These ice-cream sandwiches will keep, individually covered with plastic wrap and stored in an airtight container in the freezer, for up to one week.
10 small scoops chocolate ice-cream
115g (⅓ cup) golden syrup
80g (⅓ cup) caster sugar
60g (¼ cup) butter, cubed
155g (1¼ cups) plain flour
½ tsp baking powder
2 tsp ground cinnamon
1½ tbsp raw (demerara) sugar
Preheat the oven to 200C. Line two baking trays with baking paper.
To make the cinnamon biscuits, combine the golden syrup, caster sugar and butter in a saucepan and stir over low heat until the butter has melted and the sugar has dissolved. Pour into a heatproof bowl and set aside to cool for 10 minutes. Sift in the flour, baking powder and cinnamon and, using a wooden spoon, stir to form a firm dough. Divide the dough in half. Roll out one portion on a lightly floured work surface until 5mm thick. Use a 6cm fluted round cookie cutter or an 8cm flower-shaped cutter to cut out 10 shapes, re-rolling any off-cuts. Place on a prepared tray about 2cm apart and sprinkle on half the raw sugar. Repeat with the remaining dough and sugar. Transfer to the refrigerator for 20 minutes. Bake for 8-10 minutes, or until lightly golden around the edges. Allow to cool on the trays.

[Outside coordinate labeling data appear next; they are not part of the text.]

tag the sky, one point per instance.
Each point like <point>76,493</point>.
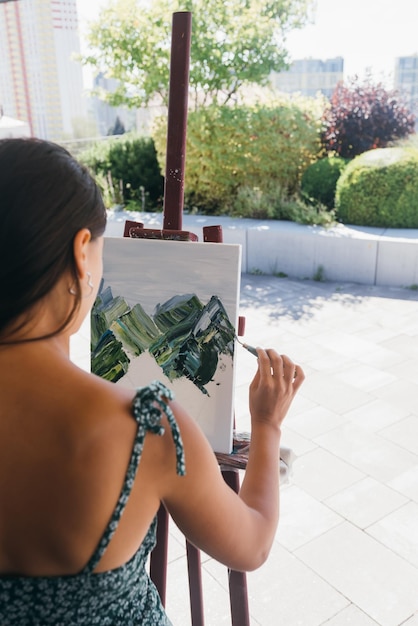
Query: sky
<point>369,34</point>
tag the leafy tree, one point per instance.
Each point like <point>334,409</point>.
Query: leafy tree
<point>364,116</point>
<point>118,127</point>
<point>233,43</point>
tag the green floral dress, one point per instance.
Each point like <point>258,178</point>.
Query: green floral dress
<point>121,597</point>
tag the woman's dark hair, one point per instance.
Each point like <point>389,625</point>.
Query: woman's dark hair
<point>46,197</point>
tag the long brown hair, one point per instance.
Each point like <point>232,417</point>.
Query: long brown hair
<point>46,197</point>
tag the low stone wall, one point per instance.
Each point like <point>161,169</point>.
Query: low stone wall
<point>370,256</point>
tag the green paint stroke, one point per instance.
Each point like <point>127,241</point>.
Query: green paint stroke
<point>184,336</point>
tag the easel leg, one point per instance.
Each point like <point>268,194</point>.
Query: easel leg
<point>194,567</point>
<point>158,560</point>
<point>238,593</point>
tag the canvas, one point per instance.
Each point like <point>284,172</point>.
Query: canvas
<point>168,310</point>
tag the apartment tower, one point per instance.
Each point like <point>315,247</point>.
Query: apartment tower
<point>40,82</point>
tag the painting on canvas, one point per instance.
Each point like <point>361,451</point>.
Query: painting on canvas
<point>168,310</point>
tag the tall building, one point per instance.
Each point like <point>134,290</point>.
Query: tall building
<point>40,83</point>
<point>406,80</point>
<point>310,76</point>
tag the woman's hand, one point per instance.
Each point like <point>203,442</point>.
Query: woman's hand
<point>274,386</point>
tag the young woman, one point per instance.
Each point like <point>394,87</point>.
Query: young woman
<point>85,464</point>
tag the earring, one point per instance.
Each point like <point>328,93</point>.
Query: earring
<point>89,284</point>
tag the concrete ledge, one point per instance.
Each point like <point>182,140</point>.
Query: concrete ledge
<point>370,256</point>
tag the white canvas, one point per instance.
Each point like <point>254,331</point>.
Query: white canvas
<point>150,273</point>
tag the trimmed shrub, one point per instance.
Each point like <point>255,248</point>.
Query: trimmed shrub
<point>319,180</point>
<point>380,188</point>
<point>128,171</point>
<point>363,116</point>
<point>253,147</point>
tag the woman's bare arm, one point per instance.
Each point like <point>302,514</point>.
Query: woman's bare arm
<point>237,530</point>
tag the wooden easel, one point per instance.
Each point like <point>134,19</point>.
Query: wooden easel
<point>172,230</point>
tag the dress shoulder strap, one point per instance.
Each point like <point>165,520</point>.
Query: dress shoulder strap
<point>147,407</point>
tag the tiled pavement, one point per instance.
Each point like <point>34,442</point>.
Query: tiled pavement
<point>346,551</point>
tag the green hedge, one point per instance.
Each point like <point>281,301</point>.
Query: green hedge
<point>380,188</point>
<point>319,180</point>
<point>233,148</point>
<point>128,171</point>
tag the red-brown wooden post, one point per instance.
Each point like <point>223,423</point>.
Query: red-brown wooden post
<point>177,120</point>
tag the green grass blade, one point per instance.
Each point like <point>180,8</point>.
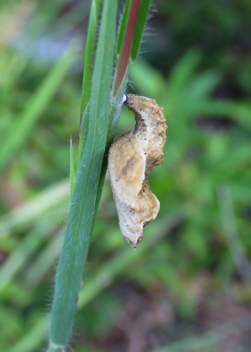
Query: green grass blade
<point>72,168</point>
<point>20,129</point>
<point>90,48</point>
<point>141,21</point>
<point>122,28</point>
<point>72,260</point>
<point>107,275</point>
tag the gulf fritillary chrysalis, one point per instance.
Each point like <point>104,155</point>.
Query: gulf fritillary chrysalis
<point>131,158</point>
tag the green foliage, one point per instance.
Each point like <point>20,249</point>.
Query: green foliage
<point>208,144</point>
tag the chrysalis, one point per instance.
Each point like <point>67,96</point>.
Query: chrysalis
<point>131,158</point>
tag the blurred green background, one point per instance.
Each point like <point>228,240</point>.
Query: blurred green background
<point>187,287</point>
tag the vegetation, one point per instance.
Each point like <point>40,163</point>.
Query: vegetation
<point>190,274</point>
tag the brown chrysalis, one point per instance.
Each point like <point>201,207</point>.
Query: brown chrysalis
<point>131,158</point>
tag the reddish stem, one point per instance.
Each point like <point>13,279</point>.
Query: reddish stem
<point>127,43</point>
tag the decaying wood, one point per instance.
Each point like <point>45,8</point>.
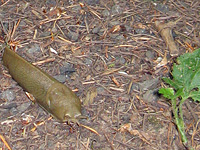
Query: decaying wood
<point>165,30</point>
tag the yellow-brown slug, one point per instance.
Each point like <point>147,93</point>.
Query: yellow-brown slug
<point>51,95</point>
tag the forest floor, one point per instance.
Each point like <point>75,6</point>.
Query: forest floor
<point>112,55</point>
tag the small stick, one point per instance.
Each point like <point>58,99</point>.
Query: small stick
<point>166,33</point>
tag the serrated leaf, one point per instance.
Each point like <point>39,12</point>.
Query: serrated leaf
<point>186,73</point>
<point>167,92</point>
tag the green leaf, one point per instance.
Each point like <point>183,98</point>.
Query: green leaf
<point>167,92</point>
<point>186,83</point>
<point>171,83</point>
<point>186,73</point>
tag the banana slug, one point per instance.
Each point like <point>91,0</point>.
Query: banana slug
<point>51,95</point>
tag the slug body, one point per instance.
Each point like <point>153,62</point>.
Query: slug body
<point>51,95</point>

To assemble, line a tray with baking paper and transfer to the freezer. Place a scoop of ice-cream on the base of a biscuit, top with a second biscuit, sugar side up, and press to flatten slightly. Transfer to the prepared tray. Repeat with the remaining biscuits and ice-cream. Freeze for 2 hours, or until the ice-cream is firm.